Trois partis ont mentionné leur appui au projet de train Montréal-Sherbrooke, soit le Bloc québécois, le Parti libéral et le Parti conservateur. Andréanne Larouche a ajouté qu’elle « veut exiger un entretien constant des rails et accompagner les municipalités » dans leurs projets d’électrification. La promotion du transport électrique était aussi de mise pour plusieurs partis, notamment du côté du Parti libéral, qui promet l’installation de 5000 bornes électriques à travers le pays.

« Notre plan ? 3 milliards $ supplémentaires pour le transport en commun. D’ici 2040, 100 % des voitures vendues seront électriques », a affirmé Pierre Breton.

« Il est certain que le but ultime de notre vision du transport est zéro émission, sécuritaire et efficace », a lancé pour sa part Katherine Turgeon du Parti vert. Optimiste, la candidate a lancé l’idée que l’achat de bicyclette soit déductible d’impôt, et a prôné l’instauration d’un programme d’allocation de non-utilisation de la voiture et du stationnement, qui prioriserait le télétravail.

« De multiples solutions existent, comme le biocarburant. J’ai même récemment lu sur un tracteur qui fonctionnait au fumier ! », a poursuivi Mme Turgeon, à la fin de son tour de parole.

Pour sa part, Nathalie Clermont du Parti conservateur a pour objectif de traiter en priorité les projets qui réduisent le temps de déplacements ayant « des répercussions sur notre bien-être ». Elle s’engage également à soutenir le développement de batteries électriques.

Enfin, Mariam Sabbagh a suggéré que « les routes en composite de plastique soient testées au Québec. Ce serait un excellent moyen de réutiliser le plastique. »

Emploi et immigration

Enfin, le troisième et dernier sujet abordait l’intégration de l’emploi, les travailleurs étrangers et la pénurie de main-d’œuvre. Des problèmes dont les solutions passent, selon le NPD, par la valorisation de la formation et l’intégration de la jeunesse par les stages.

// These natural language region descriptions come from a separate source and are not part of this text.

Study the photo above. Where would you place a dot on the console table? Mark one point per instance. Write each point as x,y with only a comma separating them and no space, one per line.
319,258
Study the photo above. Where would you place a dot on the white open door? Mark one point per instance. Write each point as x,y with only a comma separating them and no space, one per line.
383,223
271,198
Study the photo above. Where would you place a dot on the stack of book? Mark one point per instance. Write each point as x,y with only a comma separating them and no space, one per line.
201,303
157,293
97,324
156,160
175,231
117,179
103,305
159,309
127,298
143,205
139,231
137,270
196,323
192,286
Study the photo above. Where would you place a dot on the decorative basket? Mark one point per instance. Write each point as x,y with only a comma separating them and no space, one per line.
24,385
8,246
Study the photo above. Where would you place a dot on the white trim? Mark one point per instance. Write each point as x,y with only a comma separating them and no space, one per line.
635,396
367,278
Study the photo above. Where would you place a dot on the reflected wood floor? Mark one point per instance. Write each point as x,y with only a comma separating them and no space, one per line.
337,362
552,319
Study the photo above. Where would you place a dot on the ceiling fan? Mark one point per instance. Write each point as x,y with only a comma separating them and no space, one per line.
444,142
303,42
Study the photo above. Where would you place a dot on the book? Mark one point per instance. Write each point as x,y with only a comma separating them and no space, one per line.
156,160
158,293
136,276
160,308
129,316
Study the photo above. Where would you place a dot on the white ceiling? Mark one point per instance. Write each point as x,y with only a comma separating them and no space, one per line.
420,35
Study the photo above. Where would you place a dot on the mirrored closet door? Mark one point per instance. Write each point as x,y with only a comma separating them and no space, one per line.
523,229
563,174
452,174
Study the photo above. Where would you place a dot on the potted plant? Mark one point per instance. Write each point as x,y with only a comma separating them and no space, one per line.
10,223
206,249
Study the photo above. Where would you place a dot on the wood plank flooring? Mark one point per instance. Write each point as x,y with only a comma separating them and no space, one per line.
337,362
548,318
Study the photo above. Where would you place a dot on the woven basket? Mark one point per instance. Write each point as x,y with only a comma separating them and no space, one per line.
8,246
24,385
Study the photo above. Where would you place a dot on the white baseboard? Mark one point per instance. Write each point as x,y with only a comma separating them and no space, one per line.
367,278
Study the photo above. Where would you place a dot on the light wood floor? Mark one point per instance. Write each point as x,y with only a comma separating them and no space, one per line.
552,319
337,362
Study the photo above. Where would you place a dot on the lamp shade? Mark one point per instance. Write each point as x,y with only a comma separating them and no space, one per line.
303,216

Mme Larouche, qui revenait du Salon priorité emploi, a prôné un crédit d’impôt pour la formation et le maintien des 65 ans et plus au travail, auréolé d’une hausse salariale sans pénalité. « On veut aussi simplifier le processus d’embauche du personnel pour éliminer les délais interminables des traitements des dossiers dans le programme des travailleurs étrangers », a noté la candidate bloquiste.

Mme Turgeon a souligné l’importance du bien-être des employés, qui serait rehaussé en augmentant les congés payés, en soutenant les semaines de travail écourtées et en instaurant l’équité salariale et un revenu garanti.

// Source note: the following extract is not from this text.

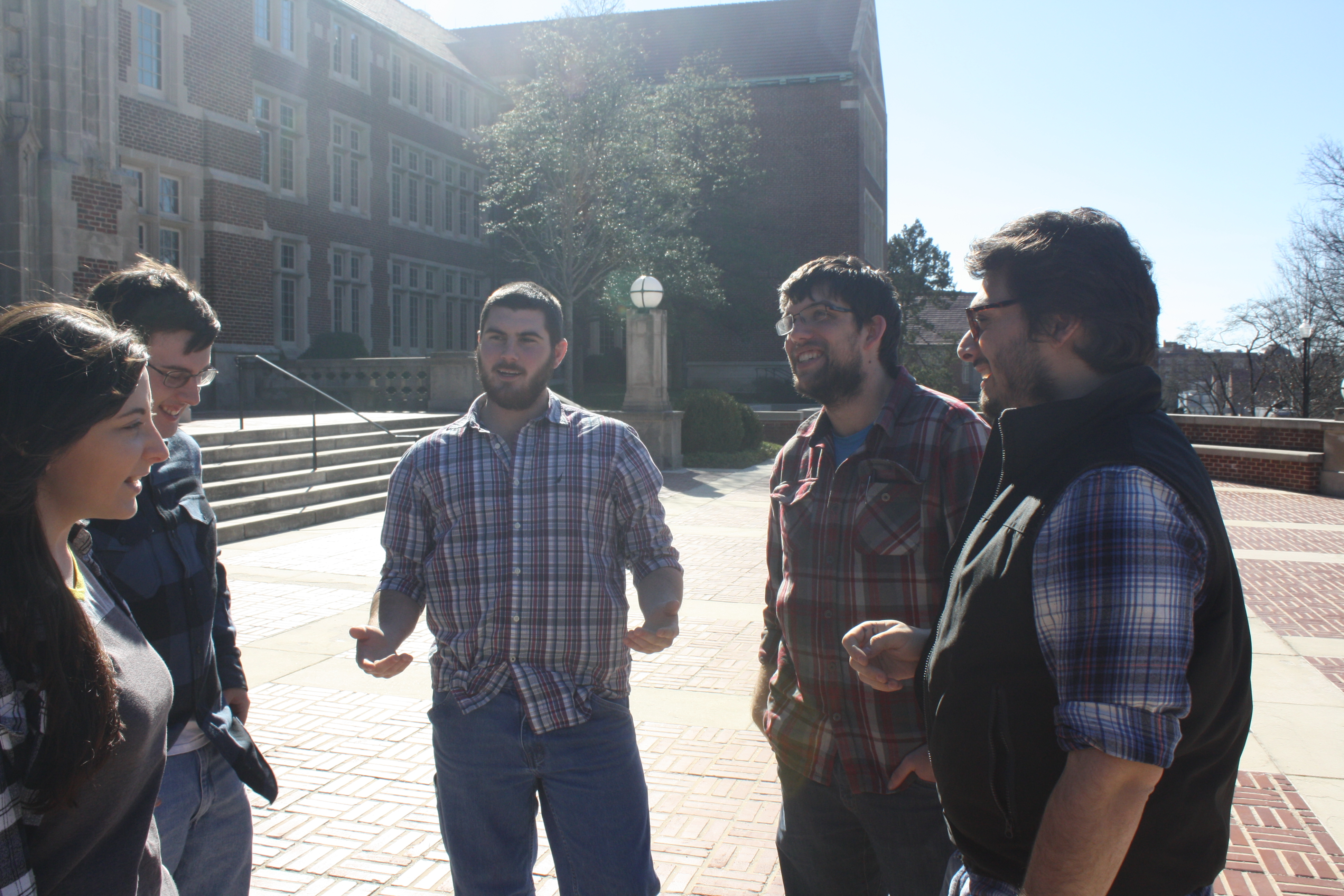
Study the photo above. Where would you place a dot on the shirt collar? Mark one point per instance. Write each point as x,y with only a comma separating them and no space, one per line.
556,413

« Notre plan passe par la formation de la main-d’œuvre, le retour et le maintien au travail des aînés, pour ceux qui le souhaitent, a pour sa part noté Pierre Breton. Nous avons conclu une entente avec le gouvernement du Québec, et nous allons investir dans la formation 6 milliards de dollars. » Pour le Parti libéral, l’immigration fait partie de la solution. Ainsi, il mettrait en place des programmes pour attirer des travailleurs étrangers qualifiés dans la région.

Remettre de l’ordre dans le système d’immigration et réduire le temps d’attente des dossiers est en haut de liste du Parti conservateur. « Un gouvernement conservateur ne contestera pas la Loi sur la laïcité adoptée par le gouvernement du Québec », a-t-elle aussi fait valoir.

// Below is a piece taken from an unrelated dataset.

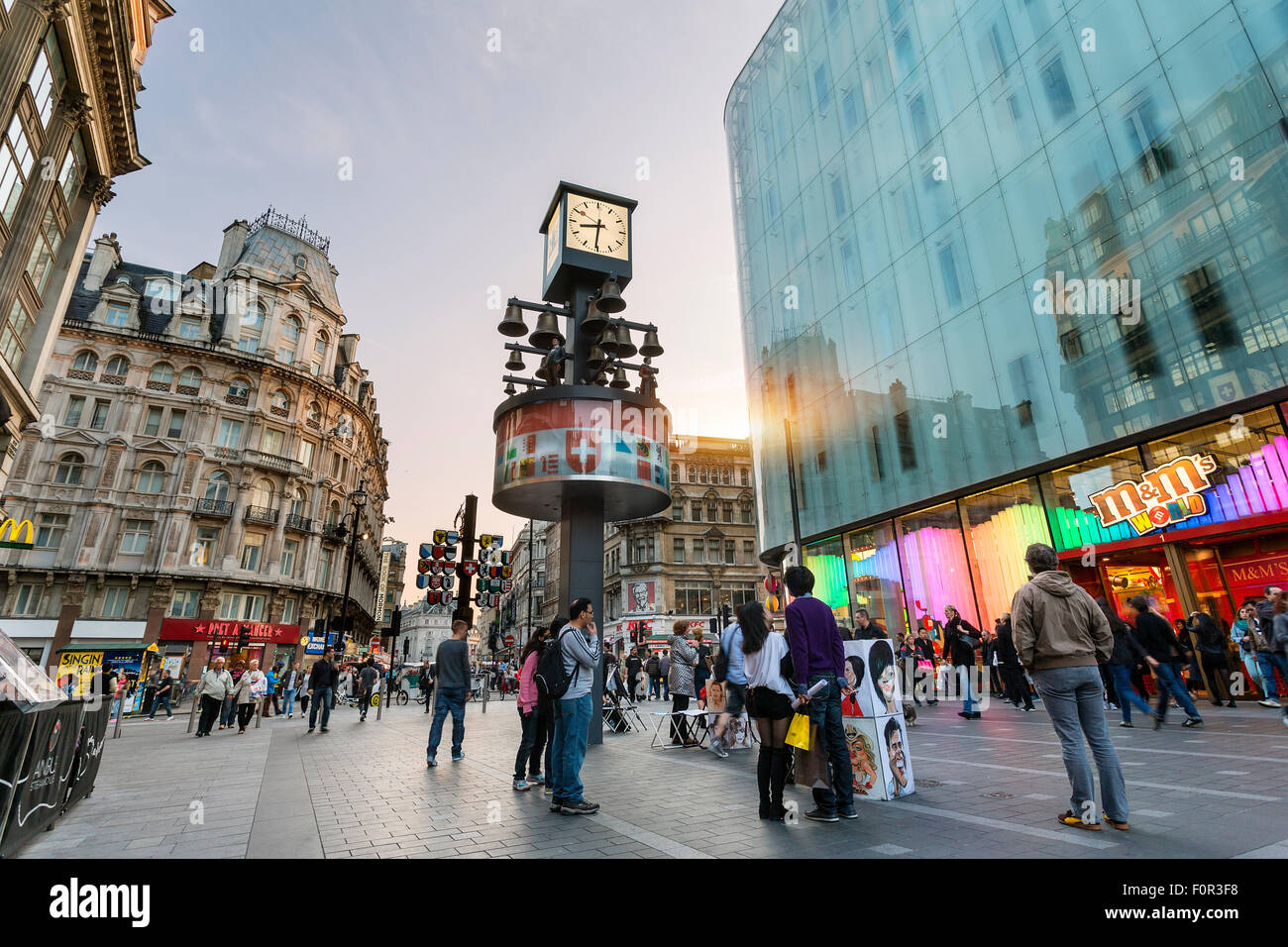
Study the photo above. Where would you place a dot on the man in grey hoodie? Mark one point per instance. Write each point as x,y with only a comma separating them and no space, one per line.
1061,637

Le Parti populaire, quant à lui, promet de réduire le nombre d’immigrants. La pénurie de main-d’œuvre, « c’est probablement parce qu’ils ne payent pas très bien », a dit Mme Sabbagh. « Ce qui rend les employés heureux, c’est les augmentations de salaire, le sentiment d’accomplissement et les bénéfices sociaux. »

« J’invite les citoyens à voter pour le candidat qui représente le plus leurs valeurs », a indiqué quant à elle Katherine Turgeon pour conclure la soirée électorale des candidats de Shefford.